Helena. La prima que había mencionado. La hija del senador, la misma de la que el pobre memo del marido había tenido la enorme suerte de divorciarse.
–Comprendo… ¿Cómo es la famosa Helena?
–¡Helena es maravillosa! – exclamó Sosia. En seguida añadió con la misma certidumbre-: A usted no le caería bien.
–¿Por qué lo dice? – Me reí.
Sosia se encogió de hombros. Aunque yo no conocía a la prima, me había caído mal desde el momento en que Sosia utilizó su nombre para encubrir su identidad cuando no confiaba en mí. De hecho, mi única queja real contra Helena consistía en que, en mi opinión, ejercía una enorme influencia sobre Sosia Camilina. Y yo prefería influir personalmente en Sosia. Deduje que, de todos modos, Sosia estaba equivocada. Por regla general las mujeres me gustaban. Y si Helena se sentía protectora hacia su parienta más joven, según deduje, lo más probable era que yo no le cayera bien a ella.
–Le escribo -explicó Sosia como si hubiese adivinado lo que discurría por mi cabeza.
No abrí la boca. Estaba a punto de irme. Ya no había nada más que hablar. Me erguí, a medias consciente de los olores puros de las flores estivales y del perezoso reverbero del calor en las piedras.

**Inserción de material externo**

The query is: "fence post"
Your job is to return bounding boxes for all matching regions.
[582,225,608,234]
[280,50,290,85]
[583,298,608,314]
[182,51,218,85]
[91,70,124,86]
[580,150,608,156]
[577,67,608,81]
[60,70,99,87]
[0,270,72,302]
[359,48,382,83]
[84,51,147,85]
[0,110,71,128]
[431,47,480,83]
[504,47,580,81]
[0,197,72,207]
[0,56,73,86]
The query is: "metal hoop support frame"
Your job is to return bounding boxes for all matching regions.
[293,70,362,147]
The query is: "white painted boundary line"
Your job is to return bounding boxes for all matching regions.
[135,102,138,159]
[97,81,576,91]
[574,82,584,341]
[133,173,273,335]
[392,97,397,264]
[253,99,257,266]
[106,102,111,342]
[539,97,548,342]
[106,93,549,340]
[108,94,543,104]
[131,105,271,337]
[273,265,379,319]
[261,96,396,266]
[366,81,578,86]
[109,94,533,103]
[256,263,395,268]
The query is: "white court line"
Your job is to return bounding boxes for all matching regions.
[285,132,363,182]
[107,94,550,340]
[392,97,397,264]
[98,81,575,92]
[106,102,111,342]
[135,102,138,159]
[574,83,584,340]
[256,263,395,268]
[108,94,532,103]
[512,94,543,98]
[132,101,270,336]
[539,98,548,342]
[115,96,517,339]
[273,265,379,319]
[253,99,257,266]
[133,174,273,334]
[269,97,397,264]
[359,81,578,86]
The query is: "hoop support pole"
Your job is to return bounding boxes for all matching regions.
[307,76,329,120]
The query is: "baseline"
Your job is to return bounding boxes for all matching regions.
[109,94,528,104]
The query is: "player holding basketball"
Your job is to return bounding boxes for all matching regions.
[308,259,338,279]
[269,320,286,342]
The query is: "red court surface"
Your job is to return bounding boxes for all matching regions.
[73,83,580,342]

–A Helena se lo cuento todo.
Lleno de inquietud la miré con amabilidad. Por extraño que parezca, te sientes más incómodo cuando no tienes nada que decir que cuando estás disimulando un acto descaradamente escandaloso.
Como permanecí callado, Sosia siguió hablando. Era su única costumbre chocante: nunca cerraba el pico.
–¿Dice en serio que se va? ¿No volveré a verle? Quisiera decirle algo. Marco Didio Falco, hace días que me pregunto cómo…
Había utilizado mi nombre de pila. Nadie lo hacía. Su tono respetuoso se me volvió insoportable. Estaba inmerso en una auténtica crisis. Mi ira se desvaneció.
–¡No diga nada! – exclamé apremiante-. Sosia, le aseguro que cuando hacen falta días para componer el guión lo mejor que puede hacer es mantener la boca cerrada. La muchacha titubeó.
–Usted no sabe…
En mis ratos de ocio escribía poemas; había muchas cosas que nunca llegaría a saber, pero ésta la reconocí en el acto.
–¡Claro que sí, Sosia, lo sé!
Durante un fantástico instante me sumergí en un sueño en el cual introduje a Sosia Camilina en mi vida. Volví a la realidad. Sólo un botarate intenta franquear de esta manera las barreras de clase. Un hombre puede comprar su ingreso en la clase media o hacer que le concedan el anillo de oro por los servicios prestados al emperador (sobre todo si se trata de servicios dudosos), pero mientras el padre y el tío de la muchacha supieran lo que se llevaban entre manos -y el tío debía saberlo porque era millonario-, incluido el extraño problema de que no tuviera madre, Sosia Camilina sería utilizada de tal modo que mejoraría su situación y la cuenta bancaria de su familia. Nuestras vidas jamás convergerían. En el fondo Sosia lo comprendió porque, a pesar de su muestra de coraje, se miró los dedos de los pies metidos en las sandalias anudadas y doradas, se mordió el labio y aceptó lo que le dije.
–Si le necesito… -empezó a decir en voz baja.
Por mi propio bien me apresuré a replicar:
–No me necesitará. En su vida plácida y protegida jamás necesitará a alguien como yo. ¡Además, Sosia Camilina, realmente yo no la necesito!
Salí deprisa para no ver su expresión.
Volví andando a casa. Roma, mi ciudad, la ciudad que hasta entonces había sido un consuelo infalible, se tendió ante mí como una mujer sigilosa y bella, exigente y gratificante, eternamente seductora. Y por primera vez en la vida no me dejé seducir.